Le Sénégal reste un pays d’exception. Senghor, le premier président de la République, en avait fait un creuset du savoir avec des artistes et écrivains choyés. Et pour permettre le foisonnement des idées, il avait créé une maison d’édition. Mais voilà, beaucoup de manuscrits avaient plus de chance de se retrouver à la poubelle que d’être convertis en livres. Son successeur Abdou Diouf, au pouvoir, avait organisé la mort de cette maison, si bien que c’était un parcours du combattant de voir un ouvrage sortir des presses de cette prestigieuse structure. Wade qui n’a jamais fait les choses comme les autres et dont le rêve était de dépasser Senghor, réorganisa le marché avec une belle dotation qui transforma des écrivains en éditeurs.
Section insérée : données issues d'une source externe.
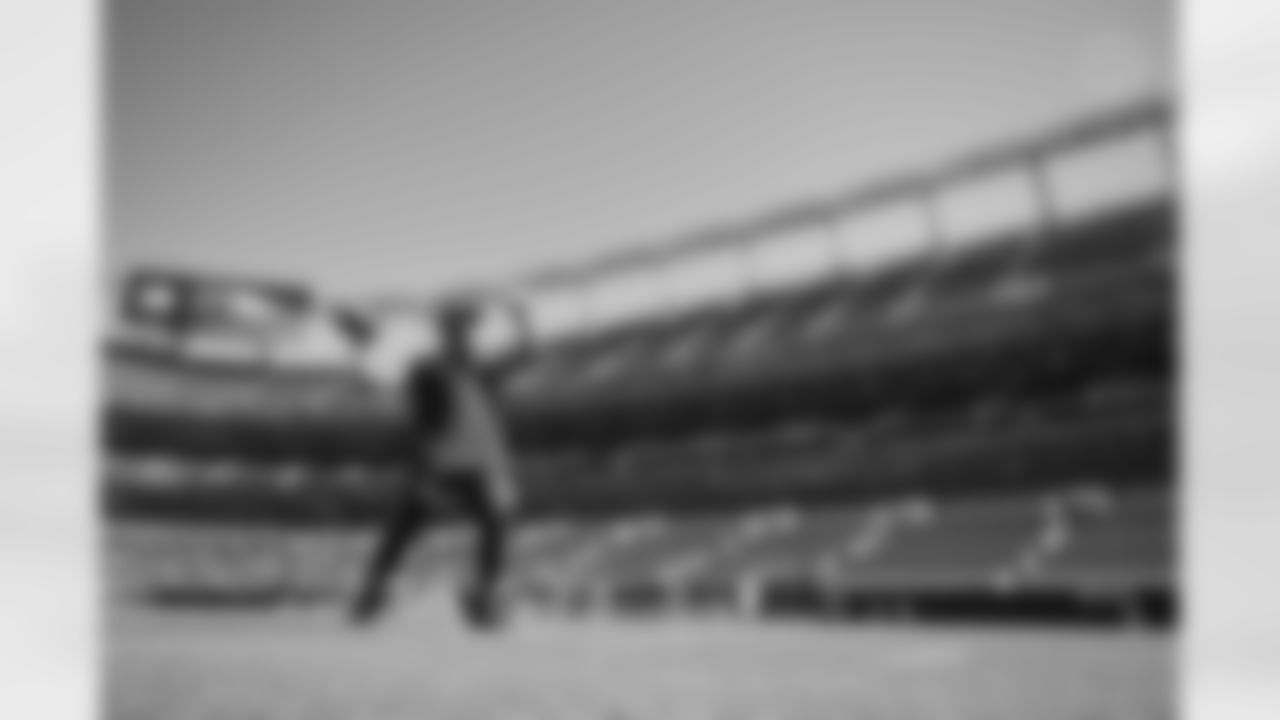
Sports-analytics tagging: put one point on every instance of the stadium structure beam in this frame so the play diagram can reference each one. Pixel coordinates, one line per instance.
(919, 183)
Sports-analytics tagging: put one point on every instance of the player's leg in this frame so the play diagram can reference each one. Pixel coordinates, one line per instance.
(410, 515)
(493, 523)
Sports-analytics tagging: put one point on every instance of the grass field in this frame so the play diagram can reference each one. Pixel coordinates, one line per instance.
(421, 665)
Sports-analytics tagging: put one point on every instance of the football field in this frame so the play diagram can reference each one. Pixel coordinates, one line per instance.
(421, 665)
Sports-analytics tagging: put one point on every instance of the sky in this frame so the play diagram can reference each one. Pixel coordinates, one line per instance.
(397, 146)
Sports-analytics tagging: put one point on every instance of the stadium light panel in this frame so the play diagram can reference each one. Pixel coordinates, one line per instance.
(1110, 174)
(878, 237)
(987, 209)
(795, 258)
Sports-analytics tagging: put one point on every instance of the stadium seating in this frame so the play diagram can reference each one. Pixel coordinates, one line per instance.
(996, 418)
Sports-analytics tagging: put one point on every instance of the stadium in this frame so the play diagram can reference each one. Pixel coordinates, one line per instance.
(836, 460)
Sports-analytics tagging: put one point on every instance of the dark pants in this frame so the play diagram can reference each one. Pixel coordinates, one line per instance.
(421, 506)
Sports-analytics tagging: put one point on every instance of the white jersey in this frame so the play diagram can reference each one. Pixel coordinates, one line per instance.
(474, 440)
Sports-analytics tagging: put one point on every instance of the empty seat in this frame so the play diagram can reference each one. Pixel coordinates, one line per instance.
(1119, 238)
(954, 546)
(1124, 543)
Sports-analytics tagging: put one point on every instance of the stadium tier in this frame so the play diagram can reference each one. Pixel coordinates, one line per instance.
(992, 419)
(1084, 542)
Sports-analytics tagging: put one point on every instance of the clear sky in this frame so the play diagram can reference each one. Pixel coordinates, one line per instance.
(405, 145)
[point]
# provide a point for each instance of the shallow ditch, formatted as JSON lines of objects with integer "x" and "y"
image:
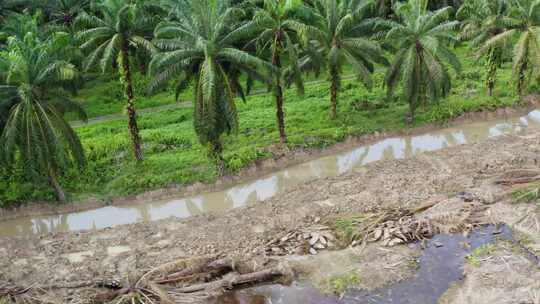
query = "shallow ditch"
{"x": 266, "y": 187}
{"x": 439, "y": 266}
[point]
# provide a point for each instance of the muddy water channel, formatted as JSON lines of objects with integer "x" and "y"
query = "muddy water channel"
{"x": 440, "y": 265}
{"x": 270, "y": 185}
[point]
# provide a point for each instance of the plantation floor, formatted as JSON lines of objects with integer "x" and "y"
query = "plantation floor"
{"x": 465, "y": 171}
{"x": 174, "y": 158}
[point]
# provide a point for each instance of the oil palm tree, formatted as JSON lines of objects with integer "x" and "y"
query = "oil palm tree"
{"x": 199, "y": 48}
{"x": 277, "y": 29}
{"x": 483, "y": 20}
{"x": 64, "y": 12}
{"x": 35, "y": 132}
{"x": 112, "y": 36}
{"x": 342, "y": 35}
{"x": 523, "y": 29}
{"x": 422, "y": 57}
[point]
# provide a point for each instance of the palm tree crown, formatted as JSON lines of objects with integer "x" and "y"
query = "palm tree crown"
{"x": 36, "y": 131}
{"x": 342, "y": 33}
{"x": 277, "y": 28}
{"x": 111, "y": 36}
{"x": 199, "y": 47}
{"x": 481, "y": 21}
{"x": 523, "y": 24}
{"x": 422, "y": 40}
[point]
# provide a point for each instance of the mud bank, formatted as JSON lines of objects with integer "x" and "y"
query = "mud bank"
{"x": 127, "y": 251}
{"x": 283, "y": 158}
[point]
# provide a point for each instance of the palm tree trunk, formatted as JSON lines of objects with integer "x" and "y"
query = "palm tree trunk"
{"x": 278, "y": 92}
{"x": 493, "y": 63}
{"x": 334, "y": 86}
{"x": 60, "y": 195}
{"x": 216, "y": 151}
{"x": 132, "y": 114}
{"x": 521, "y": 80}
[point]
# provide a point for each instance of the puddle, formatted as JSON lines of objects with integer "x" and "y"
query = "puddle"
{"x": 266, "y": 187}
{"x": 439, "y": 266}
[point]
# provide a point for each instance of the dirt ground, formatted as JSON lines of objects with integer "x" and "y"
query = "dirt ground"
{"x": 125, "y": 251}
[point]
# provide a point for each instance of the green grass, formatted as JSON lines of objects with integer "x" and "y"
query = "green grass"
{"x": 475, "y": 258}
{"x": 174, "y": 156}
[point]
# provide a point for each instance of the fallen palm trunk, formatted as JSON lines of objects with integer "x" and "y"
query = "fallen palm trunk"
{"x": 521, "y": 176}
{"x": 401, "y": 226}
Macky au pouvoir, ça semble exploser avec presque chaque semaine une séance de dédicace. La publication de livres à la qualité douteuse, en plus des entorses faites à la langue de Molière fait florès. L’autoédition est passée par là, puisqu’il suffit de pouvoir acheter 50 unités de son propre ouvrage pour se faire éditer par une maison bien courue de la capitale. Il se dit que 90% des publications de ces dix dernières années ne résistent pas au temps. Sitôt publiées après une belle séance de dédicace où une brochette de vedettes est aux premières loges, le livre tombe dans l’oubli. Personne ne s’en souviendra. Bien sûr, l’auteur lui-même pourrait avoir la désagréable surprise de voir son ouvrage fêté en grande pompe et présenté par les flatteurs comme un chef d’œuvre, se retrouver une semaine plus tard chez le vendeur des livres «par terre». Des ouvrages qui ne vivent que le temps de leur séance de dédicace. C’est ça aussi le drame de l’édition dans ce charmant pays où tout le monde est écri…vain. Au grand dam des grands auteurs dont les livres ne bénéficient pas de la même attention de la République. Effet de mode ?

Kaccoor Bi (Le Témoin)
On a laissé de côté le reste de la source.